東京駅の目の前に完成した新丸の内ビルは交通の便の良さでは申し分ないが、もう一つ、大きな魅力を持っている。それは眺望だ。今回のプロジェクトで中心的な役割を果たしたCWファシリティソリューションの綱川藤男氏は、こう語る。

「最初に驚いたが景色の良さでした。皇居側に高いビルがないので都内が一望できますし、南側もレインボーブリッジから東京湾まで見通せます。この眺望を活かすため、フロア全体を使った開放感のあるオフィスにしようと思ったのです」

その考えは、あらた監査法人側も同じだった。デザインの方向性を決めるコンセプトワークは、約60名の若いスタッフの声を集めて行われたが、そこで重要なキーワードになったのが「風通しの良いオフィス」である。
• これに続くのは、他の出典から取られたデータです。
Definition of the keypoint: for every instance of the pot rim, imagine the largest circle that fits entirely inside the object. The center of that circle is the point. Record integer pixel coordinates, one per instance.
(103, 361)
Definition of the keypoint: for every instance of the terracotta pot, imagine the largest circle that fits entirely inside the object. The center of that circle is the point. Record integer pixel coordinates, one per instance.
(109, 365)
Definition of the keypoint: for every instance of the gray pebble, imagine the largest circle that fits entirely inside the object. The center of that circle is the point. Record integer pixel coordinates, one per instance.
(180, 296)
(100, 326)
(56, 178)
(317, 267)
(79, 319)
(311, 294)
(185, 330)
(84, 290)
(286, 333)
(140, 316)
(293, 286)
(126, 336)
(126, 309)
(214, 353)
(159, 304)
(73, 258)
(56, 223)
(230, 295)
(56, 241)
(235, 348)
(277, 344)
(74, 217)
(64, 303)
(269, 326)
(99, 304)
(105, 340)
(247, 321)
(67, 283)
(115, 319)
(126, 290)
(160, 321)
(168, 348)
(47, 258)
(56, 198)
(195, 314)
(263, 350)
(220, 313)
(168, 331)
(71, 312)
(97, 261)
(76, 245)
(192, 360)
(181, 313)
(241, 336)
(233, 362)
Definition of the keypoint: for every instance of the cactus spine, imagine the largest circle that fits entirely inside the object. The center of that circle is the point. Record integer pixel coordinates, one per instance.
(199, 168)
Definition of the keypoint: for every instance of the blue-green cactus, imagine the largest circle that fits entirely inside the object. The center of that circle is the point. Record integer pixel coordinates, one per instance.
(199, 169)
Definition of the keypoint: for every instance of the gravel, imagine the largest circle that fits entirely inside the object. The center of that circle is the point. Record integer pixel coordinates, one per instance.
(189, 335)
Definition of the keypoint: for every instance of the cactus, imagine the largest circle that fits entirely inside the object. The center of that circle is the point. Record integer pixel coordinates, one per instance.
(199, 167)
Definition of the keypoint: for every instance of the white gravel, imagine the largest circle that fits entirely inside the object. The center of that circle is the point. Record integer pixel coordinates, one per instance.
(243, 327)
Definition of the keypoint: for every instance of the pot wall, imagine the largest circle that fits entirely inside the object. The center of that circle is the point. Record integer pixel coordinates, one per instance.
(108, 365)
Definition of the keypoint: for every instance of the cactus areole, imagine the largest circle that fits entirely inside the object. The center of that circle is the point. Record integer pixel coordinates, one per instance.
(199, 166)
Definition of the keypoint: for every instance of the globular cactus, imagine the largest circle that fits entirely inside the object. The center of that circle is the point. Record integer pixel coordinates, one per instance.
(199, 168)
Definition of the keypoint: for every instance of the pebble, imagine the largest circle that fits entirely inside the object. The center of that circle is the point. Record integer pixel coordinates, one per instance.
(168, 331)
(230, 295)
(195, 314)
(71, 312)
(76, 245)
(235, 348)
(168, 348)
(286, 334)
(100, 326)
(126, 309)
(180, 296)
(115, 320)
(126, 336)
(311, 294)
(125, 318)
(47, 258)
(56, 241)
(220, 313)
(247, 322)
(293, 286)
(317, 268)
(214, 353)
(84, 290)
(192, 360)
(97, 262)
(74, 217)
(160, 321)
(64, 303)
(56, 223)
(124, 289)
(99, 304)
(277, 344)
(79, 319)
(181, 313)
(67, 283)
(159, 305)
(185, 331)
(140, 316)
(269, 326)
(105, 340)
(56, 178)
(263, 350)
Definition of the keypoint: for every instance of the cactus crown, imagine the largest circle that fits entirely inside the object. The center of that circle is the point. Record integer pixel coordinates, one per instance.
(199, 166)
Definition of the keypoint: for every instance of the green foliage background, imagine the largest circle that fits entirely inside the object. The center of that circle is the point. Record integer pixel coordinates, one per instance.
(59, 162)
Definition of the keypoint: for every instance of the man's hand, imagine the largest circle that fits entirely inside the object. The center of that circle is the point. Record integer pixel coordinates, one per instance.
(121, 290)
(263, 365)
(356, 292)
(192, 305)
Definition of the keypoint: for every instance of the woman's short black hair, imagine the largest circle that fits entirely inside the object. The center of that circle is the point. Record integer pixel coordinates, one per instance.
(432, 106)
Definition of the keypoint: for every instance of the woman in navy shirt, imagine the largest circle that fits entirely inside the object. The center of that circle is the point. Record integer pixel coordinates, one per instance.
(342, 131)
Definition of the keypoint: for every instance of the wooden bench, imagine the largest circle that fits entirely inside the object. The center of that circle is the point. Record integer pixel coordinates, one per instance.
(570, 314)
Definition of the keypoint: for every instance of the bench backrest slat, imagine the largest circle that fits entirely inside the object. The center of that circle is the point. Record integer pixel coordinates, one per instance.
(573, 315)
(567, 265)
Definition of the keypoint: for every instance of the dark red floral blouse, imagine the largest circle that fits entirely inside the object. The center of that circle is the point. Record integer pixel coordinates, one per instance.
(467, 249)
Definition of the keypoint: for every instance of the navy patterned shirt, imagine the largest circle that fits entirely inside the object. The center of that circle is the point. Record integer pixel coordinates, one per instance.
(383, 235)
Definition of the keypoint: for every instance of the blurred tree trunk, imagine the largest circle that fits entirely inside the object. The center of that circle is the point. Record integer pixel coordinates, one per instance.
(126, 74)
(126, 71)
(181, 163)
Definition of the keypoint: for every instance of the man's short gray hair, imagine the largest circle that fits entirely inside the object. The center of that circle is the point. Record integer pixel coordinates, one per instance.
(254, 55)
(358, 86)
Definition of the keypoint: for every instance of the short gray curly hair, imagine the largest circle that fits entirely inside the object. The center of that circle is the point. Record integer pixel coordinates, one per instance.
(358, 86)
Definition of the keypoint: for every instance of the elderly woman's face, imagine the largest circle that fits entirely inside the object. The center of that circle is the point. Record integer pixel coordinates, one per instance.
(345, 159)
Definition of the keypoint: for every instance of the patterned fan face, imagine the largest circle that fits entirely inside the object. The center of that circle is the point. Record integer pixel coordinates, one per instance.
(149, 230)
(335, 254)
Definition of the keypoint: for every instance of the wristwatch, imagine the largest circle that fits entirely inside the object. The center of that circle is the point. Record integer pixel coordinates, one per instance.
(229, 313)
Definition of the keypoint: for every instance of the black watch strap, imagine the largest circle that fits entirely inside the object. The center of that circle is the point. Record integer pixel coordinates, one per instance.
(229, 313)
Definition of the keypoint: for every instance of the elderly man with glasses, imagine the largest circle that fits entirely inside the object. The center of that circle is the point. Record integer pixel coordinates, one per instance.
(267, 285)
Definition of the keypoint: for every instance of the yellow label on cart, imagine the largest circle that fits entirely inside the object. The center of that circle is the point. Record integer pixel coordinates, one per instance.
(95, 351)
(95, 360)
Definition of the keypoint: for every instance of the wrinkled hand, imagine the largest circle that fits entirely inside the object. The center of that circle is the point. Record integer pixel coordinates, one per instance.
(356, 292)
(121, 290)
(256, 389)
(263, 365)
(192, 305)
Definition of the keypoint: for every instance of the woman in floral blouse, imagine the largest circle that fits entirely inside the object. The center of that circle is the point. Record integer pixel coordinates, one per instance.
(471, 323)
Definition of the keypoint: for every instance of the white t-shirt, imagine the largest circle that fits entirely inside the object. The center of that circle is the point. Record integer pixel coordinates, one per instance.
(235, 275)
「会計・監査業務は担当する顧客ごとのチームで行われるため、オフィスが分断されていると組織横断的なコミュニケーションがどうしても阻害されてしまいます。そこで、エントランス付近の接客と会議室のスペースを除いたすべてを一つの大空間にし、眺望も楽しめる開放的なオフィスにすることになったのです」(綱川氏

なお、フリーアドレスの採用については、「若いスタッフは三田のオフィスですでに慣れているので、まったく抵抗はなかった」という。

「それでも、同じようなデスクを並べただけの均一的な空間は合わないと思いました。フリーアドレスだからこそ、さまざまなワークプレイスを選べるようにしたかったのです」(綱川氏

そして最終的に決まったコンセプトは「高品質なプロフェッショナルサービスを支えるため、個々のスペシャリティが活かされ、活発なコミュニケーションがなされる場」となる。
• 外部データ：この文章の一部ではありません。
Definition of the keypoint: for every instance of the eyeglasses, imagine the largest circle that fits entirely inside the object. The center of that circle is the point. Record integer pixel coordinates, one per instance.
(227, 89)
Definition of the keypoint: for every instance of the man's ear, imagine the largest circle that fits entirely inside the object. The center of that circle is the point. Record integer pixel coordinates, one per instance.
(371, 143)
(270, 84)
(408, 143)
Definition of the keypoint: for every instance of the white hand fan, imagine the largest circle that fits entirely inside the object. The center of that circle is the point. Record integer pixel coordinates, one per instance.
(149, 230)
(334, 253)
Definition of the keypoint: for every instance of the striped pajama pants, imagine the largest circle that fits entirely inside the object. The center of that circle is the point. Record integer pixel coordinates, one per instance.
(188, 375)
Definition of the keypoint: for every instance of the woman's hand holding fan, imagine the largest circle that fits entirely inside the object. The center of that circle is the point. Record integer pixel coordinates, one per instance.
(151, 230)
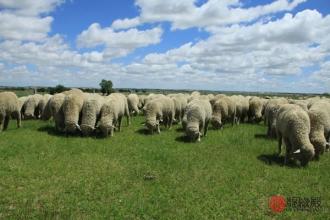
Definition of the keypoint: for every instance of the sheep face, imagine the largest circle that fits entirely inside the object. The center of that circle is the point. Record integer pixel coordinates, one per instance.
(306, 155)
(192, 131)
(86, 129)
(30, 110)
(319, 144)
(71, 127)
(216, 122)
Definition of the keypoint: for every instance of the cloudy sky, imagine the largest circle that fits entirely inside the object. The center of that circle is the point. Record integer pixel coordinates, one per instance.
(241, 45)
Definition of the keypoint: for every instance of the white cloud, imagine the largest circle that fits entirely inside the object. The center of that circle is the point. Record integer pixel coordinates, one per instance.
(15, 27)
(25, 20)
(29, 7)
(125, 23)
(119, 43)
(185, 14)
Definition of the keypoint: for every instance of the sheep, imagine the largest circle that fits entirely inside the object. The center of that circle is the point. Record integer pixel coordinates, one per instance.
(302, 103)
(72, 106)
(256, 107)
(31, 106)
(216, 97)
(115, 106)
(54, 108)
(319, 114)
(21, 101)
(198, 113)
(142, 99)
(159, 110)
(9, 107)
(91, 113)
(133, 103)
(180, 103)
(242, 107)
(271, 109)
(223, 109)
(42, 104)
(293, 126)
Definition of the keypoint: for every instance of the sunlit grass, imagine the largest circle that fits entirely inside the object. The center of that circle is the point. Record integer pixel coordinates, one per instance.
(230, 174)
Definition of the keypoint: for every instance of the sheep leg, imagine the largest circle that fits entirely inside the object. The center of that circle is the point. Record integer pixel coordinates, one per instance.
(18, 119)
(2, 121)
(206, 127)
(287, 150)
(119, 123)
(279, 143)
(202, 128)
(6, 122)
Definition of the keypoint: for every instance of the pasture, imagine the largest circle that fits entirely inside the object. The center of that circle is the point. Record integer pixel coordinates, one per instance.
(230, 174)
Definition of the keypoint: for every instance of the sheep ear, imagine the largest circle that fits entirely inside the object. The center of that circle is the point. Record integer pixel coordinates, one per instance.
(297, 151)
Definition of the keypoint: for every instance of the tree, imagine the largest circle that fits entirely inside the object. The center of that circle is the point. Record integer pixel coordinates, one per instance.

「あらた監査法人はスペシャリストが集まる組織です。しかも彼らは顧客のところに派遣されて仕事をする時間が長いだけに、自分のオフィスに戻ったときには、そこが心のよりどころになるような高品質の空間を用意しておかなければなりません。そんな考えから、My Firmという言葉をデザイン上のキャッチフレーズにしました」(綱川氏

法律事務所を「a law firm」と呼ぶように、firmには専門的な仕事の場といった意味がある。つまり、フリーアドレスでありながら、着いた席がスペシャリティを活かせる環境になっていることが重要なポイントになる。
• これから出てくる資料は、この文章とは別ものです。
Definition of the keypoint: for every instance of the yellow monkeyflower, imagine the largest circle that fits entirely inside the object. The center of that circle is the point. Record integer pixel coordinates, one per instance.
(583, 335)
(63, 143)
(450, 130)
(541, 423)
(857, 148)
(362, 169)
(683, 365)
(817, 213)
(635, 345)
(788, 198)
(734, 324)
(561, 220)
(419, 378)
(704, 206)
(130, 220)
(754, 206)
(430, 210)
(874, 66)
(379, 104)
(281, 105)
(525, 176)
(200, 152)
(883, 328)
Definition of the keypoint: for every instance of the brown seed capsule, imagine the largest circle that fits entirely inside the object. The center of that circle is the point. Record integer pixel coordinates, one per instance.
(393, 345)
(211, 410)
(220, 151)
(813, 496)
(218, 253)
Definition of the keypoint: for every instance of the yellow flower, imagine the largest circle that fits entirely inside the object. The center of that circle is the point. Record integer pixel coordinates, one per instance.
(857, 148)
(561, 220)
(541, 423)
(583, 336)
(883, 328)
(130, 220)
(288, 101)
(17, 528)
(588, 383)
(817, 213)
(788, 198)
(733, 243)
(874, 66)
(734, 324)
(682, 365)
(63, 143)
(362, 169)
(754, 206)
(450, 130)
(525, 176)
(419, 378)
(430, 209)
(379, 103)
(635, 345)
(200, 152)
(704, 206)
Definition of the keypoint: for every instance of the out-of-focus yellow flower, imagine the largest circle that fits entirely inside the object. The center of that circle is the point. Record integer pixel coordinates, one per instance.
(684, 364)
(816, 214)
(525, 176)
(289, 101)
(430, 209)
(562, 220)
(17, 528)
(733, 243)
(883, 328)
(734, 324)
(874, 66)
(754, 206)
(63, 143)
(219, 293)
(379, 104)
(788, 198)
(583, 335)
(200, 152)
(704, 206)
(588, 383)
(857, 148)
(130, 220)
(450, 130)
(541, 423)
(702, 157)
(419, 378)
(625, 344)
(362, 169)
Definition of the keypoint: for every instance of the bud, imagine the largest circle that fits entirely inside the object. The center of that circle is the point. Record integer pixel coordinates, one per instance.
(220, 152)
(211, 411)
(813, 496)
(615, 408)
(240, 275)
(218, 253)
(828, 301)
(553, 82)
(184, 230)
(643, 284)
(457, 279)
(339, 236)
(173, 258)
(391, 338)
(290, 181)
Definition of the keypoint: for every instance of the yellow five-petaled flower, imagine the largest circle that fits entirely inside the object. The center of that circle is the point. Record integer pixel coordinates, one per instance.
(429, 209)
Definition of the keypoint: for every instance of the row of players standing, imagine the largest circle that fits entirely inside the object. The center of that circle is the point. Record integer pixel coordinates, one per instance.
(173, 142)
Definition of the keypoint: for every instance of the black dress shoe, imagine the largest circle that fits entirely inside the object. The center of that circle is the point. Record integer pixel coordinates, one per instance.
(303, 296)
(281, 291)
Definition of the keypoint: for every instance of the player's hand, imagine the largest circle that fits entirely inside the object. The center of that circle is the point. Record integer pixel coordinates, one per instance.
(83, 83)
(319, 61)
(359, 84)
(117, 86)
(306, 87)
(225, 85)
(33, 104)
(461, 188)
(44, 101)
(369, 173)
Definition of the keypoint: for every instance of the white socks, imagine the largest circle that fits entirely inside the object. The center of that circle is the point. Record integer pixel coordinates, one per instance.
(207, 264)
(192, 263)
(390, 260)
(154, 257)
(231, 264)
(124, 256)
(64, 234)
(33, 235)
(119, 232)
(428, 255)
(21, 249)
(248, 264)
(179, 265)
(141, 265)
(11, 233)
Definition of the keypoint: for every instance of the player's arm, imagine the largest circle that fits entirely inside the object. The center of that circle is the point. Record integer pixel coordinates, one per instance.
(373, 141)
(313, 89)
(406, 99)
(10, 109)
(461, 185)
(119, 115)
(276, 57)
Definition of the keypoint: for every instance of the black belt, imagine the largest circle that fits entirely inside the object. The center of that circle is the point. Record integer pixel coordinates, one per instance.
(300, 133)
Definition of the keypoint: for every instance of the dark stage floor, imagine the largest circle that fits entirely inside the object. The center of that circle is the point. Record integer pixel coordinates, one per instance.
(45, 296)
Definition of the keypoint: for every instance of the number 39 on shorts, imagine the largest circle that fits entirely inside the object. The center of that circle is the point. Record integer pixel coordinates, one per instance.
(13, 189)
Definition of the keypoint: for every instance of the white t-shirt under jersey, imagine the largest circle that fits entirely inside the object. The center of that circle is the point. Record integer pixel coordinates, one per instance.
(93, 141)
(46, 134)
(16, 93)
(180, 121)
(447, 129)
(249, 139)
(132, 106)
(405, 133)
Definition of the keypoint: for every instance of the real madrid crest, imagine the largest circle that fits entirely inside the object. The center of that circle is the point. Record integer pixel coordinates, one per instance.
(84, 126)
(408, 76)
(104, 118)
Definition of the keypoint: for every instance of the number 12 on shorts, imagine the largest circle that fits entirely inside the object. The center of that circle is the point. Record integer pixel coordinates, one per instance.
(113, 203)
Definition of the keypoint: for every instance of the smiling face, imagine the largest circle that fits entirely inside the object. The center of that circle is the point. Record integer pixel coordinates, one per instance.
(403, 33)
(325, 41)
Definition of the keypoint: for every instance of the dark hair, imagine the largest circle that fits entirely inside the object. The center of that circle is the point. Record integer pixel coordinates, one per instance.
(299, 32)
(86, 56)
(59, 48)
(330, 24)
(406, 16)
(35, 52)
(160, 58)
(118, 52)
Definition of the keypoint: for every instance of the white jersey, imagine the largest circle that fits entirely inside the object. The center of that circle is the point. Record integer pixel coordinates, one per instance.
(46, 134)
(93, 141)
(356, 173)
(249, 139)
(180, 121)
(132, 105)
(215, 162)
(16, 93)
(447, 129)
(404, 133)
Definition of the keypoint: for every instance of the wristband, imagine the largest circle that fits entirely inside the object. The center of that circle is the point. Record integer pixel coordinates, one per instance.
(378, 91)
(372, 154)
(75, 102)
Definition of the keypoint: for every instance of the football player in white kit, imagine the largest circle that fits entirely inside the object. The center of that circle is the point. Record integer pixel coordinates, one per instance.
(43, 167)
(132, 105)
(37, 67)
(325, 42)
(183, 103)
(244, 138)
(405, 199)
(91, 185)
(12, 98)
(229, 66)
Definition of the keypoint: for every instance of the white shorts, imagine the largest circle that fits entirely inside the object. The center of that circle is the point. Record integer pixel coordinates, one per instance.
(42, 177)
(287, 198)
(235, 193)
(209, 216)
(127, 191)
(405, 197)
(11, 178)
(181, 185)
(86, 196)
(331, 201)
「見ていただければわかるのですが、オフィス内にはさまざまなタイプの"デスク"が用意されています。したがって、集中作業からグループワークまで、そのときどきで最高のパフォーマンスを発揮できるはずです」(綱川氏

たしかに、あらた監査法人のオフィスは、ユニバーサルプランのレイアウトとはまったく異なる。個室タイプやブースタイプ、窓際のカウンターといった集中できるコーナーがあると思えば、3人用から12人用まで、大きさや形の異なる共同作業用のテーブルも用意されているからだ。またリラックスできるカフェタイプのコミュニケーションスペースもかなり広くとってあり、それぞれの場所ごとに色調や照明を工夫して、変化のある空間になっている。

「とにかく、ここに戻ってくることが『楽しい』と感じられるようなオフィスにしようと思いました。このため、カフェ以外にもコーヒーなどが自由に飲めるコーナーを複数設置していますし、夜景が見やすいように窓際の照明を落とすといった演出もしています」(綱川氏

監査法人としての信頼感を演出するエントランスからの二重ガラスドア

一方、エントランスまわりの接客と会議室のスペースは、「楽しさ」を演出した執務スペースと異なり、シンプルでありながら高級感あふれるデザインになっている。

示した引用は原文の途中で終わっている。